WHAT do you notice first when you walk into a garden? My guess is that after taking in the overall scene, your eyes swivel to the edges, especially the lawn edges.
I think this is because we tend to remember shapes before colour, and edges define the shapes of the spaces they enclose.
If you imagine a garden as a combination of masses and voids – solid bits surrounding empty spaces – the edges outline these two components and this why they are important and why we notice them.
If empty spaces are paved you can eliminate your edging requirements entirely, as border plants can flow over the hard surface and will always look attractive, even if you have to cut them back from time to time.
It’s when you have a lawn that edges become an issue.
Few things are as irritating or unsightly as grass growing into a flower bed or invasive snow-in-summer or ajuga creeping into your lawn.
A nice solid edging simultaneously saves a huge amount of time on maintenance while making your garden look unobtrusively elegant and inviting.
Also the lawn mowing person – I name no names – will bless you, as nothing enrages them more than plants tangling with their crisply rotating blades.
A nice solid edging simultaneously saves a huge amount of time on maintenance while making your garden look unobtrusively elegant and inviting.

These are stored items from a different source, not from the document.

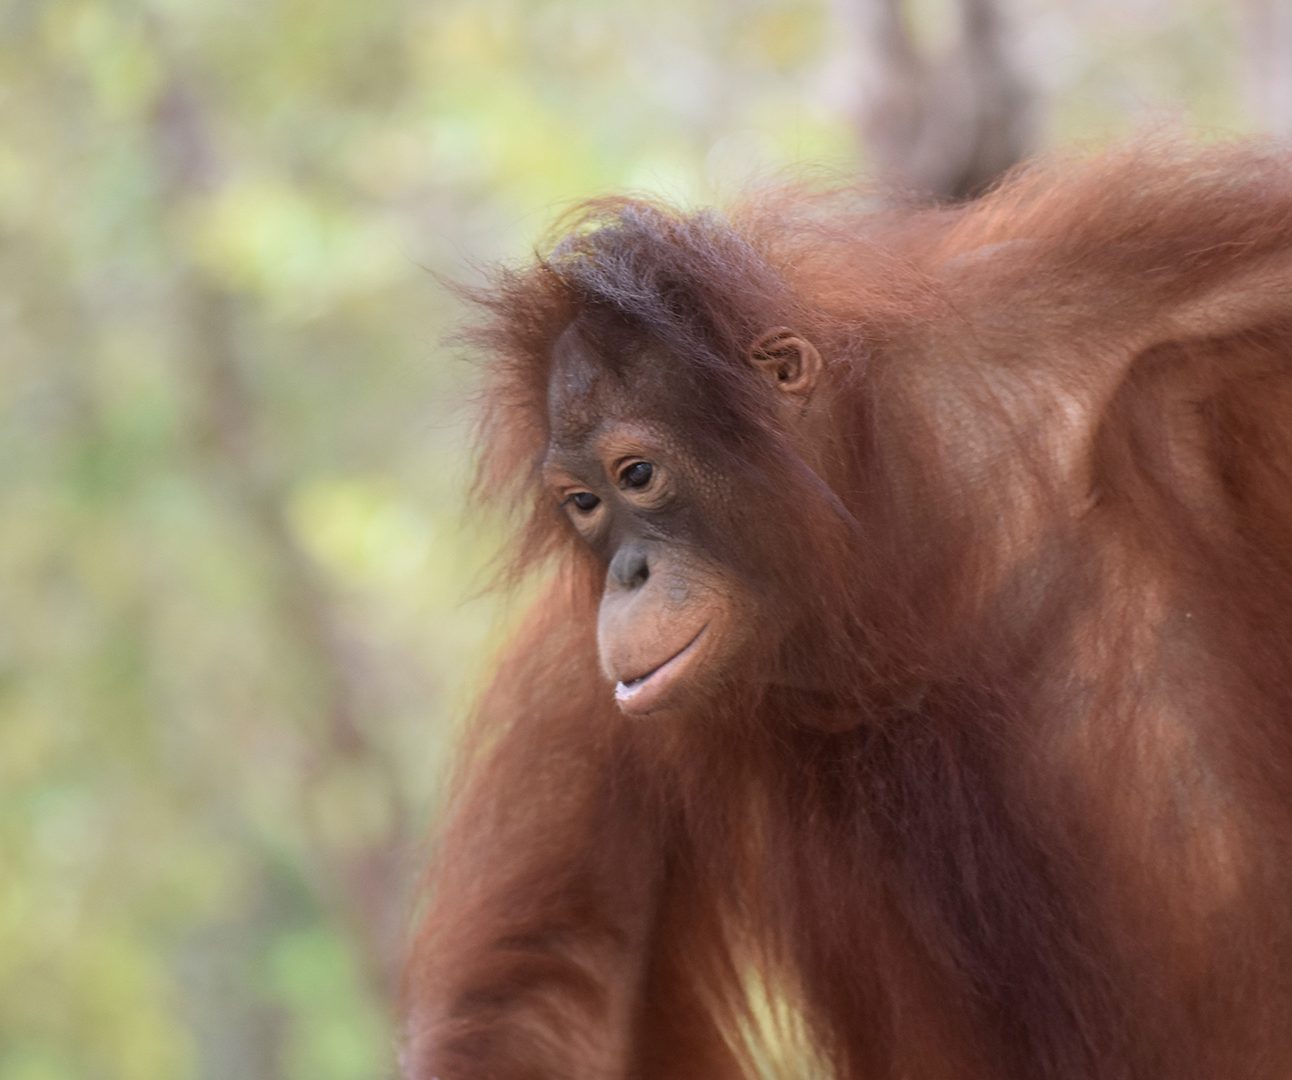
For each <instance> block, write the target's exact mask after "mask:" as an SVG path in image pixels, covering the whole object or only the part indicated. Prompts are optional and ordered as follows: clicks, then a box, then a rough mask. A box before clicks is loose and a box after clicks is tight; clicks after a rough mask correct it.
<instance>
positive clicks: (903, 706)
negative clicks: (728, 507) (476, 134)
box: [406, 145, 1292, 1080]
mask: <svg viewBox="0 0 1292 1080" xmlns="http://www.w3.org/2000/svg"><path fill="white" fill-rule="evenodd" d="M565 229H566V239H563V240H562V242H561V243H559V244H557V245H556V248H554V249H553V251H552V252H550V253H549V254H548V256H547V257H544V258H543V260H540V261H539V264H537V265H536V266H534V267H531V269H527V270H521V271H508V273H504V274H503V275H500V278H499V279H497V280H496V282H495V284H494V286H492V287H491V288H490V289H488V291H485V292H482V293H479V295H477V297H475V298H477V300H479V301H481V302H483V304H485V305H486V307H487V309H488V310H490V311H491V313H492V319H491V320H490V322H488V323H487V324H486V326H485V327H483V328H482V329H479V331H478V332H477V335H475V340H477V341H478V342H479V344H481V345H482V346H483V348H486V349H487V350H488V353H490V355H491V357H492V360H491V368H490V381H488V389H487V394H486V408H485V413H483V426H482V439H483V450H485V457H483V465H482V484H483V487H486V488H487V490H488V491H490V492H494V493H496V495H497V496H499V497H501V499H503V500H505V501H508V503H509V504H512V505H516V504H517V501H519V504H522V505H525V506H526V508H527V510H526V513H527V523H526V524H525V526H522V528H521V530H519V536H521V539H519V543H518V548H517V550H518V558H517V562H516V572H517V574H521V572H525V571H526V570H527V568H531V567H535V566H540V567H550V566H552V565H553V563H556V566H557V570H556V574H554V579H553V584H552V587H550V589H549V590H548V593H547V594H545V596H544V599H543V602H541V603H540V605H539V606H537V607H536V610H535V612H534V616H532V619H531V624H530V627H528V628H527V629H526V630H525V632H523V633H522V634H521V637H519V638H518V639H517V642H516V643H514V645H513V647H512V649H510V650H509V651H508V654H506V656H505V658H504V659H503V660H501V661H500V664H499V674H497V677H496V681H495V685H494V687H492V690H491V691H490V692H488V694H487V695H486V698H485V700H483V703H482V705H481V711H479V717H478V725H477V729H475V736H474V740H473V743H472V745H470V748H469V749H468V752H466V754H465V756H464V763H463V769H461V775H460V779H459V783H457V785H456V788H455V791H456V796H455V800H453V802H452V805H451V806H450V811H448V818H447V824H446V827H444V831H443V835H442V838H441V846H439V849H438V854H437V859H435V866H434V868H433V873H432V882H430V898H429V904H428V912H426V917H425V922H424V926H422V930H421V933H420V935H419V940H417V944H416V948H415V951H413V955H412V959H411V964H410V969H408V991H407V995H408V999H407V1000H408V1031H407V1057H406V1062H407V1071H408V1075H410V1076H412V1077H417V1080H429V1077H432V1076H439V1077H442V1080H473V1079H477V1077H478V1079H479V1080H483V1079H485V1077H488V1080H522V1079H525V1080H528V1077H534V1080H539V1077H578V1079H579V1080H583V1077H587V1079H588V1080H602V1077H603V1080H629V1079H632V1080H647V1077H669V1080H682V1077H696V1080H700V1077H704V1080H711V1079H712V1080H721V1077H734V1076H752V1075H756V1072H755V1070H756V1064H755V1062H756V1061H757V1059H758V1057H760V1054H761V1053H764V1050H765V1048H762V1049H760V1043H761V1041H764V1040H766V1039H769V1037H770V1039H773V1040H774V1037H775V1032H769V1031H767V1030H766V1028H767V1026H769V1022H767V1015H769V1014H767V1012H766V1009H758V1008H757V1006H756V1001H757V1000H758V999H760V997H762V992H758V993H752V988H753V987H757V986H760V984H762V986H764V987H765V988H766V992H767V993H770V995H771V999H773V1000H774V1001H775V1002H779V1004H780V1005H783V1006H784V1008H783V1009H780V1010H779V1012H780V1013H782V1014H783V1013H786V1012H788V1013H791V1014H793V1015H797V1017H798V1018H800V1026H801V1030H802V1032H805V1037H806V1039H808V1041H809V1043H810V1049H811V1053H813V1054H814V1055H815V1058H817V1059H818V1061H819V1062H822V1063H823V1064H822V1066H820V1067H822V1068H826V1070H828V1071H829V1072H831V1074H832V1075H835V1076H837V1077H841V1080H844V1079H846V1080H863V1079H864V1080H879V1077H891V1080H897V1077H902V1080H982V1077H1001V1080H1005V1079H1006V1077H1008V1079H1009V1080H1016V1079H1017V1080H1037V1079H1039V1077H1054V1080H1059V1079H1061V1077H1065V1079H1066V1080H1090V1077H1099V1080H1121V1077H1125V1080H1132V1079H1133V1080H1140V1079H1141V1077H1142V1080H1159V1079H1160V1077H1172V1080H1217V1079H1218V1077H1225V1080H1276V1079H1278V1080H1282V1077H1287V1076H1289V1075H1292V1030H1289V1028H1288V1024H1287V1022H1286V1018H1287V1017H1288V1015H1289V1014H1292V855H1289V851H1292V798H1289V796H1288V792H1289V787H1292V335H1289V329H1292V156H1289V155H1288V154H1286V152H1283V151H1280V150H1275V149H1270V147H1265V146H1261V145H1236V146H1222V147H1213V149H1207V150H1185V149H1180V147H1177V146H1171V145H1159V146H1138V147H1132V149H1128V150H1121V151H1116V152H1112V154H1109V155H1106V156H1103V158H1099V159H1096V160H1088V161H1071V160H1052V161H1049V163H1041V164H1037V165H1034V167H1030V168H1027V169H1025V171H1021V172H1019V173H1018V174H1017V176H1014V177H1012V178H1010V180H1008V181H1006V182H1005V183H1004V185H1003V186H1001V187H1000V189H999V190H996V191H995V192H992V194H990V195H987V196H986V198H983V199H981V200H979V202H977V203H973V204H969V205H966V207H957V208H935V209H921V208H903V209H875V208H873V207H872V205H868V204H867V203H866V200H863V199H860V198H859V196H858V195H857V194H854V192H848V191H842V192H828V194H824V195H822V194H810V192H805V191H797V190H787V191H776V192H770V194H766V195H762V196H760V198H756V199H751V200H747V202H745V203H744V204H743V205H740V207H738V208H735V209H734V211H733V212H731V213H730V214H729V216H726V217H720V216H717V214H712V213H702V214H686V213H678V212H674V211H671V209H668V208H664V207H659V205H655V204H650V203H643V202H634V200H607V202H602V203H593V204H590V205H589V207H588V208H587V209H585V212H584V213H583V214H581V216H580V217H576V218H574V220H572V221H570V222H566V225H565ZM588 310H596V311H599V313H602V315H603V317H605V318H603V322H606V324H607V326H610V327H611V329H610V331H607V335H610V336H611V337H612V336H614V335H615V333H621V335H624V336H625V338H627V340H643V338H645V340H649V341H651V342H652V344H655V345H658V346H662V348H664V349H667V350H669V351H671V353H672V354H673V355H678V357H685V358H686V360H687V363H690V364H693V366H694V372H695V377H696V379H698V380H699V382H698V385H702V386H703V388H704V395H703V400H700V402H689V400H682V399H680V400H678V403H677V415H676V416H673V417H669V420H671V421H672V422H674V424H676V425H678V426H680V428H681V430H682V433H683V434H685V435H686V437H689V438H693V439H694V441H695V442H696V444H698V446H699V448H700V450H702V451H703V453H704V455H707V459H708V460H709V461H712V464H713V468H714V469H716V470H717V473H718V474H721V475H724V477H726V478H729V479H730V482H731V484H733V486H735V487H736V490H739V491H742V492H743V496H744V500H745V501H747V504H748V506H747V513H745V515H744V517H743V518H740V522H742V524H743V527H742V528H738V530H735V531H734V532H731V534H730V535H721V536H714V539H713V544H714V546H716V548H717V550H718V552H720V553H721V554H724V556H725V557H726V558H727V559H730V561H731V563H733V565H735V566H739V567H742V568H743V570H744V572H747V574H749V575H753V576H755V580H756V581H757V583H758V585H760V587H761V589H762V592H764V594H765V596H766V598H767V615H766V616H765V621H766V625H765V628H764V629H765V633H764V638H765V641H764V645H762V649H764V652H762V654H760V656H758V658H753V659H751V667H749V673H751V674H753V673H755V672H756V670H761V669H762V668H760V667H756V664H760V663H764V661H766V660H767V659H769V658H770V656H773V655H775V656H776V658H778V663H779V664H780V667H782V669H784V668H786V665H787V664H788V665H789V668H791V669H793V670H797V672H798V674H800V678H798V680H797V681H796V685H797V686H800V687H802V686H810V687H815V692H814V694H809V692H805V691H795V692H780V691H775V690H770V689H762V690H756V691H751V690H742V689H739V687H735V686H734V687H733V691H731V694H730V695H727V696H726V698H725V699H724V700H721V701H720V703H717V704H713V705H712V707H711V708H708V709H705V711H704V712H703V713H698V714H691V716H687V717H677V718H673V717H669V718H668V720H667V721H663V722H654V721H646V722H642V721H637V722H628V721H627V720H625V718H624V717H621V716H619V714H618V713H616V712H615V709H614V705H612V701H611V695H610V691H609V687H607V686H606V685H605V683H603V682H602V681H601V676H599V674H598V672H597V663H596V652H594V642H593V633H594V632H593V627H594V619H596V603H597V596H598V592H599V577H601V575H602V574H603V568H602V567H598V566H596V565H594V562H593V559H592V558H590V557H589V556H588V554H585V553H583V552H580V549H579V548H578V545H576V544H575V543H574V540H572V537H571V535H570V531H568V528H567V527H566V526H565V523H563V522H562V519H561V518H559V517H558V515H556V514H554V513H553V512H552V509H550V506H548V504H547V500H545V499H543V497H541V496H540V495H539V487H537V483H536V478H535V470H536V466H537V461H539V460H540V457H541V453H543V447H544V444H545V441H547V416H545V388H547V380H548V364H549V357H550V349H552V344H553V341H554V340H556V336H557V335H558V333H559V332H561V331H562V329H563V328H565V327H566V326H567V324H568V323H570V320H571V319H572V318H574V317H575V315H576V314H580V313H585V311H588ZM779 326H787V327H793V328H795V329H796V331H797V332H798V333H801V335H804V336H805V337H808V338H810V340H811V341H813V342H814V344H815V345H817V346H818V348H819V350H820V353H822V355H823V357H824V359H826V366H827V367H826V376H827V380H828V386H829V389H831V393H832V395H833V397H832V400H833V410H832V420H833V430H831V431H823V433H822V434H820V439H822V448H823V450H822V453H820V461H822V462H823V464H822V465H820V466H819V468H818V469H811V468H808V466H806V464H805V462H804V460H802V459H801V457H798V455H797V453H796V452H795V450H793V447H792V443H791V439H789V435H788V433H786V431H784V430H780V429H779V428H778V426H776V424H775V422H774V421H773V420H771V419H770V417H767V416H766V415H764V412H762V404H761V402H762V399H761V398H760V397H758V395H756V394H753V393H752V391H751V389H749V379H748V372H747V371H745V368H744V364H743V359H742V358H743V355H744V350H745V349H747V346H748V344H749V342H751V341H753V340H755V338H756V337H757V335H758V333H761V332H764V331H765V329H767V328H769V327H779ZM612 344H614V342H612V341H610V338H609V337H607V363H612V353H614V349H612V348H611V346H612ZM787 658H788V659H787ZM827 713H828V714H829V716H828V717H827V716H826V714H827ZM841 717H842V718H844V720H846V721H848V722H845V723H841V722H840V718H841ZM827 718H828V721H829V722H824V721H826V720H827ZM776 1012H778V1010H773V1013H776ZM795 1075H797V1074H795ZM814 1075H815V1074H814Z"/></svg>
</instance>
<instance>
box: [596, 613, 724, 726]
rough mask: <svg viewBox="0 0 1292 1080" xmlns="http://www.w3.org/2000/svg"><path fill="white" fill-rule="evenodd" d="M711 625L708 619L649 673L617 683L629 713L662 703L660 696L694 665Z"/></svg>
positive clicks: (617, 687)
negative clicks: (666, 659)
mask: <svg viewBox="0 0 1292 1080" xmlns="http://www.w3.org/2000/svg"><path fill="white" fill-rule="evenodd" d="M708 628H709V625H708V623H705V624H704V625H703V627H700V629H699V632H698V633H696V634H695V637H693V638H691V639H690V641H689V642H687V643H686V645H683V646H682V647H681V649H680V650H678V651H677V652H674V654H673V655H672V656H669V658H668V659H667V660H664V663H662V664H659V665H656V667H654V668H651V669H650V670H649V672H646V673H645V674H640V676H637V677H636V678H629V680H625V681H623V682H618V683H615V700H616V701H618V703H619V708H621V709H623V711H624V712H627V713H643V712H649V711H650V709H651V708H654V707H655V705H656V704H659V700H660V698H662V696H663V695H664V694H667V692H668V689H669V687H671V686H673V685H676V683H677V682H678V680H680V678H681V676H682V674H683V673H685V669H686V668H687V667H690V658H693V656H694V655H695V646H696V645H698V643H699V641H700V638H702V637H704V632H705V630H707V629H708Z"/></svg>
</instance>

Also the lawn mowing person – I name no names – will bless you.
Even romantic gardeners who yearn for swathes of plants tumbling in all directions can have their cake and eat it simply by making their edgings wide – 30 centimetres should do the trick.
Edgings can be made of concrete, wood or brick.
Their main requirement is to be absolutely flat, so lawnmower wheels can glide effortlessly over them.
Rocks from your property, even flattish slate, never really work, anyway you’ll end up having to weed between them, which defeats their purpose.
Concrete strips are practical but sterile, not what you want in a garden, which is all about growth.
Strips tinted with coloured oxides are available but they still look like concrete.
Wood in the form of 10-centimetre by 5cm planks, anchored with pegs, looks appropriately rustic in a country setting but it won’t last forever.
I made a wooden edge in my first garden and it began to fall apart after six years.
I then moved into brick and since then this has been my edging material of choice.
Bricks are slow to lay as you need to dig a trench and fill the base with 5cm of sand but they’re there for life; mine are going strong after nearly 30 years.
My only regret is that for reasons of economy – you know me – I laid the bricks end to end, so my edges are really too narrow.
An average house brick is roughly 21cm by 11cm by 7cm, so you need two or three times as many if you lay them either flat or on their sides and facing outwards.
The result, though, speaks for itself.
I was convinced of this, to my pleasure, when I visited Sue and David Monahan’s Blenheim (NZ) garden where billowing flowers borders are neatly enclosed by beautifully laid, outward facing bricks.